Taylor Swift’s The Eras Tour: music and power.
The Era’s Tour on the big screen:
Images by Shutter 16 Staff David Zeck
My wife and I went to the Taylor Swift concert film, The Eras Tour which opened Friday night in Mexico. Apparently a lot of other people did too because its opening gross totaled $97 million in North America alone -the largest concert film opening in history.
For the two or three of my readers who might have missed it, The Eras concert tour began in Glendale, Arizona, on March 17, 2023, and is set to conclude in October 2024 after going through 15 countries. It is projected to earn $4.1 billion, plus merchandise, film proceeds and other revenue, making it the most successful tour in history.
The concert – and the movie- span over three hours, with a set list of 44 songs divided into 10 acts that conceptually portray Swift’s ten studio albums, and with them “eras” of her life and development. As UPROXX said, the concert is “The most impressive stadium show ever conceived.”
The film is a creative and technical masterpiece, totally entertaining for its entire three hours. It focuses on the tour’s show in SoFI stadium in Inglewood, California, and in many ways is better than being there (and cheaper). Swift’s film production company used drones, fixed cameras, moving cameras, long shots, and superb editing to bring the viewer the excitement of being in the stadium and the intimacy of being onstage with Swift and her dancers.
The Olympics-level (actually, better than the Beijing Olympics) concert special effects were on full display in the film from multiple angles, including from Swift’s viewpoint. The film succeeds in being both global and intimate in a way that no other concert film even approaches.
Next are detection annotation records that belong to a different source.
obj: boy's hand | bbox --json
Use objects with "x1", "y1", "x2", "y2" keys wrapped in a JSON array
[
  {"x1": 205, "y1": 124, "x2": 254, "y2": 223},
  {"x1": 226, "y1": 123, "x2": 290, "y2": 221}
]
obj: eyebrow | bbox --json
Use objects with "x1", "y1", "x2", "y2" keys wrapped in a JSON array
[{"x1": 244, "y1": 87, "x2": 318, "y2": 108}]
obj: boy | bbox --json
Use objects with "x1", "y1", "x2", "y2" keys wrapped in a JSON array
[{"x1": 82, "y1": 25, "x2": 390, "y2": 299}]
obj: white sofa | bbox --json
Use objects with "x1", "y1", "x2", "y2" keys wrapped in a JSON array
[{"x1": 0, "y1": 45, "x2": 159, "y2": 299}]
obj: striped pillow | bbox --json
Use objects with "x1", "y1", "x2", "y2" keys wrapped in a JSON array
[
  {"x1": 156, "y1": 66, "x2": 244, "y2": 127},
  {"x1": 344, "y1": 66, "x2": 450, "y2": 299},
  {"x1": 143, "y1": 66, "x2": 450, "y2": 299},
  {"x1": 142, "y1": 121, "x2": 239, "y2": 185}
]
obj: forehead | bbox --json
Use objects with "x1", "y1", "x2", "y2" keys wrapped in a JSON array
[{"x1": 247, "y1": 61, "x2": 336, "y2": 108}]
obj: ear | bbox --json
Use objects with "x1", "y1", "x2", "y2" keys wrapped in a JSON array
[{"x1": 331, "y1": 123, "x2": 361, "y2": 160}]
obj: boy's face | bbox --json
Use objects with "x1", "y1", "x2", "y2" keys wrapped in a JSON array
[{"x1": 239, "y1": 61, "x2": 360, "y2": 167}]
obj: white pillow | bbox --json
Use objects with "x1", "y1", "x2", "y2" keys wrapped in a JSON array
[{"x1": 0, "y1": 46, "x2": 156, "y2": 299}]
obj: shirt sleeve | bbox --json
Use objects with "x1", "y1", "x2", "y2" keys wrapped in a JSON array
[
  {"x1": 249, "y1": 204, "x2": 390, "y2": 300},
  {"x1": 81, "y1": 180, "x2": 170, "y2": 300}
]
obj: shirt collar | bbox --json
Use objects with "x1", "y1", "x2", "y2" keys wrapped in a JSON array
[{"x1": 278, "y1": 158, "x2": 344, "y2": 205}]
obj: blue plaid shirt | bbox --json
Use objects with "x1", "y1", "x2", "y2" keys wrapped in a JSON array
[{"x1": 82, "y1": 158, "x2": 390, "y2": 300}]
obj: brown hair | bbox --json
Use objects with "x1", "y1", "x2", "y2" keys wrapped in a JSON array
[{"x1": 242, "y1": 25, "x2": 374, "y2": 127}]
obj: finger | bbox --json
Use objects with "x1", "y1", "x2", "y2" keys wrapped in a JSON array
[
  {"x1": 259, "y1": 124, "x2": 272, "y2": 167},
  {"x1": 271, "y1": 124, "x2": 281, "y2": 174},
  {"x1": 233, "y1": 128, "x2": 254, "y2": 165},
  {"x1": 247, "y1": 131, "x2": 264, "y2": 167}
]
And she embedded her ideological messages in it in ways that embraced, instead of dividing her audience. Truly brilliant.
My favorite part was the credits – but I will get to that later.
That Taylor Swift was in total control of the concert and the film was evident. Her hundred-person production company and the hundreds and hundreds more people involved in the film and the concert, is pulling off a technological and creative miracle, dozens of times in dozens of locations, apparently flawlessly. The amount of planning, recruiting, rehearsing, designing, choreographing, testing and thousands of other tasks involved is mind-boggling.
Yes, I know this is what global rock bands and the tour companies that produce events for them do. Eras was a level beyond other stadium tours, not only in its creativity and complexity, but in its engagement of the audience (Lady Gaga does this too). Rolling Stone called Eras “A Career -Spanning Victory Lap.” That is true, but it doesn’t tell the whole story. Eras is also a statement of power – the kind of power that women wield and that the world needs more of.
As CEO of the company that produces her shows, Taylor Swift exhibited what management experts call referent power – the power women use to get things done, rather than the male power of dominating people. She – and other powerful women – accomplish the possible and impossible by inspiring and motivating and visioning that generates collaboration to manifest her vision as if it were everyone’s vision. This is why the study “Women Matter” by McKinsey & Company found that female-led companies report higher profits on average than their male-led counterparts. Swift is the global leader of that success.
The Eras Tour, both the concert tour and the movie, is an inherently collaborative enterprise, and in it Swift demonstrates her complete mastery of collaborative power – she even refers to it in the concert when she blushes at the applause she receives as she points to different sections of the 70, 247 people in SoFI stadium in Los Angles, saying they – they -made her feel powerful. Take that, patriarchy.
So, if the film is so brilliant, why do I like the credits most? The seemingly endless scroll of names of people and companies involved in the production of the concert and the film was graphic evidence of Swift’s referent power. All those people and all those institutions collaborated to embrace and manifest her vision. The movie showed us in living color the creative genius that is Taylor Swift; the credit scroll showed us in a black and white the CEO that is Taylor Swift.
The ErasTour is not just a concert and a movie; it is a historical turning point in the nature and use of power. See it.
Two “Taylor Swift the Eras Tour tickets at 199 pesos each, about $11 US, half the price of American tickets but over twice the usual price of movie tickets in Ajijic. But it was in the “Gold Room” with luxury reclining seats and at your seat food and beverage service.